Wednesday, January 09, 2008


One of my favorite taste-experiences of all time was so simple, but so perfect. I was walking in midtown Manhattan while there for work a couple of years ago. Hungry and on-the-go in Manhattan--usually circumstances under which you just keep walking until you see something (coffee, nuts, pizza?) that you can swiftly shove in your mouth as you continue to elbow your way through the throngs of people beside you. So I'm walking, and getting a little desperate, when the warm waft of something freshly baking snuck up to my nose. I looked around, and there I stood in front of one of New York's classic bagel shops (the ones with the wood paneling and paned glass--I think it may have been Ess-a-Bagel). As I walked inside, a man was dumping trays of plump, bouncy bagels from the hot oven into the display baskets. Usually I take my bagel toasted, but as these were piping hot, there was no need. The man behind the counter just sliced open an "everything" and spread a good spatula's worth of cream cheese in the middle. The bagel was so hot that the cream cheese began to melt into the soft, doughy center, while the outside was just perfectly shiny and chewy.

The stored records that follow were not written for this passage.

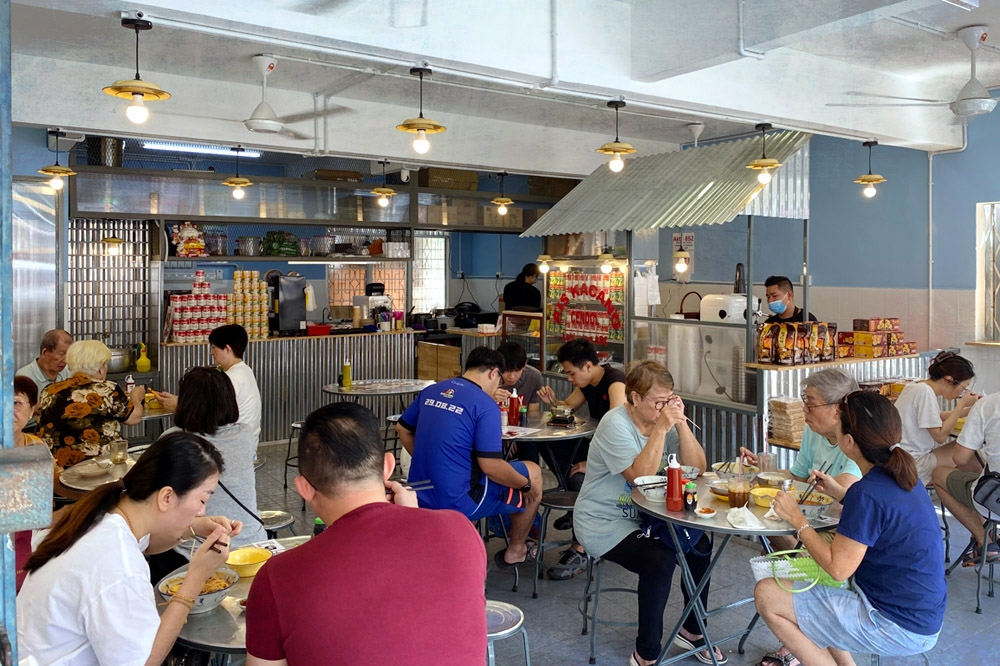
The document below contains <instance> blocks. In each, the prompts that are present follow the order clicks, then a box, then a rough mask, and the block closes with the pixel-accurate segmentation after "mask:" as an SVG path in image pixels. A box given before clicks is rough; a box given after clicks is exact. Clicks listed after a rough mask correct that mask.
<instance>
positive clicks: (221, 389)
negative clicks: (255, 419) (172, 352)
mask: <svg viewBox="0 0 1000 666" xmlns="http://www.w3.org/2000/svg"><path fill="white" fill-rule="evenodd" d="M239 420H240V408H239V405H238V404H237V403H236V389H235V388H233V382H232V380H231V379H229V375H227V374H226V373H224V372H222V371H220V370H217V369H215V368H205V367H199V368H191V369H190V370H188V371H187V372H185V373H184V376H183V377H181V381H180V382H179V383H178V385H177V413H176V414H175V415H174V424H175V425H176V426H177V427H178V428H180V429H182V430H187V431H188V432H196V433H199V434H202V435H214V434H215V433H216V432H218V430H219V426H224V425H229V424H230V423H236V422H237V421H239Z"/></svg>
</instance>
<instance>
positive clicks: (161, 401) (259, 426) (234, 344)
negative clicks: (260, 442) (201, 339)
mask: <svg viewBox="0 0 1000 666" xmlns="http://www.w3.org/2000/svg"><path fill="white" fill-rule="evenodd" d="M249 341H250V338H249V336H248V335H247V332H246V329H245V328H243V327H242V326H240V325H239V324H227V325H226V326H220V327H218V328H217V329H215V330H213V331H212V332H211V333H210V334H209V335H208V344H209V345H210V351H211V353H212V360H213V361H215V363H216V365H218V366H219V367H220V368H221V369H222V371H223V372H225V373H226V374H227V375H228V376H229V380H230V381H231V382H232V383H233V388H234V389H236V406H237V407H239V410H240V418H239V420H238V421H237V423H243V424H244V425H246V426H247V427H248V428H249V429H250V431H251V432H252V433H253V441H255V442H259V441H260V413H261V402H260V389H259V388H257V377H256V376H255V375H254V374H253V370H251V369H250V366H249V365H247V364H246V363H244V362H243V354H244V353H245V352H246V349H247V344H248V343H249ZM154 393H156V397H157V399H158V400H159V401H160V404H161V405H163V408H164V409H165V410H167V411H170V412H173V411H176V410H177V396H176V395H173V394H172V393H166V392H161V391H154Z"/></svg>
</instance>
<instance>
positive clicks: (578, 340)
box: [556, 338, 600, 368]
mask: <svg viewBox="0 0 1000 666" xmlns="http://www.w3.org/2000/svg"><path fill="white" fill-rule="evenodd" d="M556 358H558V359H559V362H560V363H566V362H567V361H569V362H570V363H571V364H572V365H575V366H576V367H578V368H582V367H583V366H584V365H586V364H587V361H590V362H591V363H593V364H594V365H597V364H598V363H600V359H599V358H597V348H596V347H594V343H593V342H591V341H590V340H588V339H586V338H575V339H573V340H570V341H569V342H567V343H565V344H563V346H562V347H560V348H559V351H558V352H557V356H556Z"/></svg>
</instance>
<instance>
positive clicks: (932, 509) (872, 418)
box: [754, 391, 947, 666]
mask: <svg viewBox="0 0 1000 666" xmlns="http://www.w3.org/2000/svg"><path fill="white" fill-rule="evenodd" d="M901 431H902V425H901V422H900V418H899V413H898V412H896V410H895V409H893V406H892V404H891V403H890V402H889V401H888V400H887V399H886V398H884V397H882V396H881V395H879V394H877V393H873V392H867V391H857V392H855V393H851V394H849V395H848V396H847V397H845V398H844V401H843V403H842V405H841V408H840V426H839V430H838V434H837V441H838V445H839V446H840V448H841V450H842V451H843V452H844V453H845V454H846V455H847V456H848V457H849V458H850V459H851V460H853V461H854V462H855V463H857V465H858V467H859V468H860V469H861V474H862V477H861V480H860V481H858V482H857V483H855V484H854V485H852V486H851V487H850V488H844V487H843V486H841V485H840V484H839V483H838V482H837V481H836V479H834V478H833V477H831V476H830V475H829V474H824V473H822V472H819V471H816V472H813V476H814V478H815V479H816V480H817V485H816V488H817V489H818V490H819V491H821V492H823V493H826V494H827V495H830V496H831V497H833V498H834V499H835V500H837V501H840V502H841V503H843V505H844V510H843V513H842V514H841V517H840V523H839V525H838V527H837V536H836V537H835V538H834V540H833V543H828V542H827V541H826V540H824V539H823V538H822V537H821V536H820V535H819V534H818V533H817V532H816V530H814V529H812V528H811V527H810V525H809V523H808V522H807V521H806V518H805V516H804V515H802V512H801V511H800V510H799V506H798V503H797V500H796V498H795V497H794V496H793V495H791V494H788V493H783V492H779V493H778V495H777V497H776V498H775V500H774V504H773V508H774V511H775V512H776V513H777V514H778V515H779V516H780V517H781V518H782V519H783V520H785V521H787V522H788V523H790V524H791V525H792V527H794V528H795V530H796V535H797V536H798V538H799V539H800V540H801V541H802V544H803V546H804V547H805V548H806V549H807V550H808V551H809V554H810V555H811V556H812V557H813V559H814V560H815V561H816V562H817V564H819V566H821V567H822V568H823V569H824V570H825V571H826V572H827V573H829V574H830V575H831V576H832V577H833V578H834V579H836V580H839V581H846V580H848V579H850V582H849V583H848V585H847V586H846V587H844V588H842V589H836V588H832V587H827V586H824V585H815V586H813V587H812V588H810V589H808V590H803V591H800V592H797V593H794V594H793V593H792V592H789V591H787V590H785V589H783V588H782V586H781V585H779V584H778V582H777V581H776V580H774V579H773V578H767V579H765V580H761V581H760V582H758V583H757V586H756V588H755V589H754V600H755V602H756V605H757V612H758V613H760V615H761V617H762V618H764V621H765V622H766V623H767V626H768V627H770V629H771V631H773V632H774V634H775V635H776V636H777V637H778V638H780V639H781V640H782V642H783V643H784V644H785V645H786V646H788V648H789V649H791V651H792V652H794V653H795V654H796V655H798V656H799V658H800V659H801V660H802V663H804V664H809V666H833V665H834V664H836V665H837V666H850V665H851V664H854V660H853V658H852V657H851V652H868V653H871V654H877V655H884V656H906V655H913V654H920V653H923V652H926V651H927V650H929V649H931V648H932V647H934V644H935V643H936V642H937V637H938V633H939V632H940V631H941V624H942V622H943V619H944V611H945V602H946V598H947V586H946V584H945V580H944V550H943V545H942V542H941V528H940V526H939V524H938V519H937V514H936V513H935V511H934V505H933V504H932V503H931V500H930V497H929V496H928V494H927V492H926V491H925V490H924V489H923V487H922V486H920V484H919V483H918V478H917V469H916V464H915V463H914V460H913V456H911V455H910V454H909V453H907V452H906V451H905V450H903V448H902V447H901V446H900V444H899V443H898V442H899V437H900V433H901ZM782 584H783V585H784V587H786V588H788V587H791V585H792V582H791V581H783V583H782Z"/></svg>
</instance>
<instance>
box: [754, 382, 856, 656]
mask: <svg viewBox="0 0 1000 666" xmlns="http://www.w3.org/2000/svg"><path fill="white" fill-rule="evenodd" d="M857 390H858V382H857V380H855V379H854V377H852V376H851V375H849V374H847V373H846V372H844V371H843V370H839V369H837V368H829V369H827V370H820V371H819V372H814V373H813V374H811V375H809V376H808V377H806V379H805V381H803V382H802V396H803V398H802V407H803V412H804V413H805V419H806V427H805V429H804V431H803V433H802V445H801V449H800V451H799V454H798V455H797V456H796V457H795V462H794V463H793V464H792V469H791V470H790V471H791V475H792V478H793V479H795V480H797V481H808V480H809V477H810V476H811V475H812V472H813V470H816V469H821V468H823V469H826V470H827V473H828V474H829V475H830V476H832V477H833V478H834V479H836V481H837V483H839V484H840V485H841V486H842V487H843V488H845V489H847V488H849V487H850V486H851V484H853V483H854V482H856V481H857V480H858V479H860V478H861V470H860V469H858V466H857V464H856V463H855V462H854V461H853V460H851V459H850V458H848V457H847V455H846V454H844V452H843V451H841V450H840V447H839V446H838V445H837V435H838V434H839V433H840V402H841V400H843V399H844V396H845V395H847V394H848V393H852V392H854V391H857ZM740 451H741V452H742V453H743V455H744V456H745V457H746V458H747V460H749V461H750V464H752V465H756V464H757V456H756V455H754V454H753V453H751V452H750V451H748V450H747V449H745V448H740ZM836 534H837V533H836V531H835V530H825V531H823V532H821V533H820V536H821V537H822V538H824V539H826V540H827V541H831V542H832V541H833V539H834V537H835V536H836ZM766 538H767V539H768V540H769V541H770V543H771V548H772V550H788V549H789V548H795V544H796V543H798V539H796V538H795V537H793V536H772V537H766ZM798 664H799V660H798V659H797V658H796V657H795V655H794V654H793V653H792V651H791V650H789V649H788V648H787V647H785V646H781V647H779V648H778V649H777V650H774V651H772V652H769V653H767V654H766V655H765V656H764V657H763V658H762V659H761V660H760V662H758V666H797V665H798Z"/></svg>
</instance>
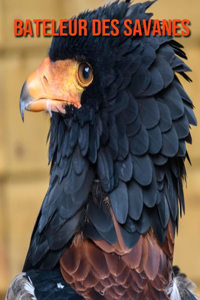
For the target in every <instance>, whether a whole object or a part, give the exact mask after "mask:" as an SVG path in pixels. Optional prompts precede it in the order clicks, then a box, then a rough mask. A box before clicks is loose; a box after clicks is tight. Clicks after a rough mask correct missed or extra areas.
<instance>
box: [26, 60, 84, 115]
mask: <svg viewBox="0 0 200 300" xmlns="http://www.w3.org/2000/svg"><path fill="white" fill-rule="evenodd" d="M77 64H78V63H77V61H75V60H62V61H61V60H59V61H56V62H51V61H50V59H49V58H46V59H45V60H44V61H43V63H42V64H41V65H40V66H39V68H38V69H37V70H36V71H35V72H33V73H32V74H31V75H30V76H29V77H28V79H27V81H26V82H25V83H24V85H23V87H22V91H21V94H20V112H21V117H22V120H23V121H24V111H25V110H29V111H33V112H39V111H48V112H49V113H50V114H51V112H52V111H54V112H61V113H63V114H65V113H66V111H65V106H66V105H74V106H75V107H76V108H80V107H81V103H80V102H81V94H82V92H83V90H84V89H83V88H82V87H81V86H80V85H79V84H78V82H77V80H76V72H77Z"/></svg>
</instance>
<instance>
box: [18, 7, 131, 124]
mask: <svg viewBox="0 0 200 300" xmlns="http://www.w3.org/2000/svg"><path fill="white" fill-rule="evenodd" d="M123 4H124V5H123V7H122V5H111V6H109V7H104V8H101V10H100V9H99V10H96V11H93V12H85V13H83V14H80V15H79V16H78V17H77V18H76V20H77V21H79V20H81V19H84V20H86V21H87V29H88V35H87V36H79V35H76V36H67V37H63V36H58V37H57V36H56V37H54V38H53V40H52V44H51V47H50V49H49V57H48V58H46V59H45V60H44V62H43V63H42V64H41V65H40V67H39V68H38V70H37V71H36V72H34V73H33V74H31V75H30V76H29V78H28V79H27V81H26V83H25V84H24V87H23V89H22V93H21V97H20V98H21V101H20V103H21V104H20V107H21V115H22V117H23V118H24V110H25V109H26V110H30V111H43V110H45V111H49V112H56V113H58V114H60V115H62V117H63V118H64V119H65V121H66V123H67V120H68V121H70V122H72V121H73V120H74V121H76V122H78V123H79V124H82V125H83V124H84V123H85V122H93V123H94V120H95V118H96V117H97V116H98V114H99V113H100V112H101V111H102V110H107V111H108V110H109V109H110V106H112V104H111V105H109V99H108V97H107V94H109V89H110V88H109V85H110V83H111V82H113V81H114V80H115V79H116V77H117V76H118V75H119V74H115V68H116V65H117V64H118V62H120V63H121V64H122V63H123V58H122V57H121V56H120V55H119V53H118V52H119V51H118V48H117V43H116V40H115V39H114V38H113V37H111V38H107V37H106V36H102V35H100V36H97V37H95V38H94V37H93V36H92V26H93V25H92V21H93V19H99V20H102V19H104V18H105V17H107V18H111V16H113V17H115V18H117V17H119V14H121V8H123V10H124V11H125V10H126V9H127V8H128V3H123ZM74 20H75V19H73V21H74ZM67 31H68V30H67V29H66V30H65V31H64V33H67ZM108 31H111V28H109V30H108ZM58 32H60V29H58ZM118 43H119V42H118ZM119 80H120V78H119ZM119 80H118V81H119ZM121 81H122V80H121ZM120 83H122V82H120ZM116 88H117V86H116ZM108 106H109V107H108ZM53 115H54V114H53Z"/></svg>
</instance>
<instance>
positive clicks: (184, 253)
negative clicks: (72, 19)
mask: <svg viewBox="0 0 200 300" xmlns="http://www.w3.org/2000/svg"><path fill="white" fill-rule="evenodd" d="M106 2H107V1H105V0H104V1H103V0H82V1H80V0H73V1H70V0H42V1H41V0H34V1H32V0H30V1H26V0H18V1H15V0H0V299H4V297H5V293H6V290H7V288H8V285H9V283H10V281H11V279H12V278H13V277H14V276H15V275H16V274H17V273H19V272H20V271H21V269H22V266H23V262H24V259H25V255H26V252H27V249H28V244H29V240H30V236H31V232H32V228H33V226H34V223H35V220H36V216H37V214H38V212H39V208H40V206H41V203H42V200H43V198H44V195H45V193H46V190H47V187H48V173H49V166H48V159H47V145H46V136H47V132H48V127H49V116H48V115H47V114H44V113H41V114H33V113H31V114H29V113H26V115H25V124H23V123H22V121H21V117H20V113H19V95H20V91H21V87H22V85H23V83H24V81H25V79H26V78H27V76H28V75H29V74H30V73H31V72H32V71H34V70H35V69H36V68H37V67H38V66H39V65H40V63H41V62H42V60H43V59H44V58H45V57H46V56H47V53H48V47H49V45H50V42H51V38H45V37H42V36H41V37H39V38H37V37H35V38H34V37H33V38H31V37H27V38H25V37H21V38H16V37H14V26H13V25H14V19H23V20H25V19H31V20H33V19H55V20H57V24H58V23H59V20H60V19H64V18H69V17H71V16H73V15H76V14H77V13H79V12H80V11H82V10H85V9H88V8H90V9H92V8H97V7H98V6H99V5H103V4H105V3H106ZM149 10H151V11H152V12H154V17H155V18H159V19H189V20H190V22H191V25H190V29H191V35H190V37H187V38H184V37H181V38H178V39H177V40H178V41H179V42H180V43H182V44H183V45H184V47H185V51H186V53H187V56H188V64H189V66H190V67H191V68H192V70H193V73H192V74H191V78H192V80H193V83H187V82H185V81H184V82H183V81H182V82H183V85H184V87H185V89H186V91H187V93H188V94H189V96H190V97H191V99H192V100H193V102H194V105H195V107H196V109H195V113H196V115H197V118H198V117H199V119H200V101H199V95H200V15H199V11H200V1H197V0H190V1H182V0H159V1H158V2H156V3H155V4H154V5H153V6H152V7H151V8H150V9H149ZM199 134H200V128H192V136H193V145H192V146H189V147H188V150H189V153H190V158H191V161H192V165H193V166H192V167H191V166H189V165H187V172H188V180H187V189H185V196H186V197H185V198H186V216H184V217H183V218H182V219H181V220H180V226H179V234H178V237H177V238H176V246H175V259H174V264H177V265H179V267H181V270H182V271H183V272H185V273H186V274H187V275H188V276H189V277H190V279H192V280H193V281H194V282H195V283H196V285H197V287H198V289H199V292H200V141H199V137H200V135H199Z"/></svg>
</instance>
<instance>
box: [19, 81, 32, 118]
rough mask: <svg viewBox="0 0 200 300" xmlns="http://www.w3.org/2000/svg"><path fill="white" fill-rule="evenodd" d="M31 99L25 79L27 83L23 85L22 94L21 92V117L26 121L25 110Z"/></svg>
mask: <svg viewBox="0 0 200 300" xmlns="http://www.w3.org/2000/svg"><path fill="white" fill-rule="evenodd" d="M29 99H30V96H29V93H28V89H27V84H26V81H25V83H24V85H23V87H22V90H21V94H20V114H21V118H22V121H23V122H24V111H25V109H26V107H27V104H28V102H29Z"/></svg>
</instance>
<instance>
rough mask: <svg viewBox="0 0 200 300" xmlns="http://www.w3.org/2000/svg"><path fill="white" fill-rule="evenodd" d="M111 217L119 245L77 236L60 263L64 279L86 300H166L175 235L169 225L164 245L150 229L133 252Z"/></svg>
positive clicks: (113, 220)
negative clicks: (128, 248) (159, 299)
mask: <svg viewBox="0 0 200 300" xmlns="http://www.w3.org/2000/svg"><path fill="white" fill-rule="evenodd" d="M112 217H113V221H114V224H115V230H116V233H117V237H118V243H117V244H115V245H110V244H108V243H107V242H106V241H95V240H93V241H92V240H88V239H85V238H84V237H83V236H82V235H81V234H80V233H78V234H77V235H76V237H75V240H74V242H73V244H72V245H71V247H70V248H69V249H67V250H66V252H65V253H64V255H63V256H62V258H61V260H60V266H61V272H62V275H63V277H64V278H65V280H66V281H67V282H69V283H70V284H71V285H72V287H73V288H74V289H76V290H77V292H78V293H79V294H81V295H82V296H83V297H84V298H85V299H88V300H92V299H106V300H114V299H121V300H122V299H123V300H133V299H134V300H140V299H141V300H144V299H148V300H154V299H161V300H167V299H169V298H168V296H167V295H166V293H165V289H166V286H167V285H168V282H169V279H170V272H171V268H172V256H173V245H174V235H173V230H172V226H171V224H170V223H169V224H168V230H167V235H166V239H165V242H164V244H163V245H160V244H159V242H158V240H157V238H156V236H155V234H154V232H153V230H152V229H150V230H149V231H148V232H147V233H146V234H144V235H141V237H140V239H139V241H138V243H137V244H136V245H135V247H133V249H128V248H127V247H126V246H125V245H124V242H123V240H122V237H121V233H120V231H119V225H118V223H117V222H116V220H115V218H114V216H112Z"/></svg>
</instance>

I know that's getting a little bit poetic about a bagel, but until you've had a REAL bagel, you'll never know what I'm talking about. You'll never know about this perfect round of dough that inspires poetry. (Those bagels that come in packages of six in the grocery stores are not real bagels. They're bagel shaped rolls. Or bread, or something). Real bagels are of a species defined by the technique of their production: they must be first BOILED, then BAKED. This is what makes them plump up SO GOOD and creates that perfect shiny/chewy exterior. Most often, REAL bagels are found on the East Coast. [Here's what I'm talking about knowing a REAL bagel: Mother's Bistro, a breakfast place here, actually ships their bagels in from H&H Bagel in New York for their Lox and Bagel Plate.]

So one can imagine how excited I was, in early Fall, when I saw signs for "New York Style Bagels" up on the windows of a new store front only 2 blocks from my apartment. Over-eager (as always) I tried this place out promptly after it opened, and was, (as I often am when I try a newborn food establishment) disappointed. The bagels weren't big and puffy, but instead kind of...skinny. And that's not a quality I look for in a bagel. Neither is lopsidedness. But after some time, Kettleman Bagels worked it out, perfected it's technique (maybe the ovens just had to be seasoned), and now I'm addicted. Really, being addicted to bagels in the middle of a grey and sleepy winter is not exactly ideal. But they have so many kinds...the classics (poppy seed, onion, sesame, everything), the sweets (cinnamon raisin, blueberry ), the savories (rye, pumpernickel, jalapeno, sundried tomato). They even have a mulitgrain for those with food-guilt issues (hey, you're still ordering a BAGEL). They've got hot egg sandwiches, lox sandwiches, deli sandwiches and all the sourcream spreads. It seems that they add a new sourcream spread everyday (they used to have pumpkin, now they have wild berry). I LOVE the scallion cream cheese with tomato on an everything bagel, or the lox cream cheese with mixed greens and cucumber for crunch. YUM! Come visit me in Portland, we'll have bagels...
[I just wish they had hazelnut flavored drip coffee, then for breakfast everyday I could close my eyes and be in New York...]

1 comment:

  1. Audra in New York8:34 AM

    ...I had a real New York bagel yesterday...multi-grain everything (what else will they think of?) with scallion cream cheese and tomato...divine!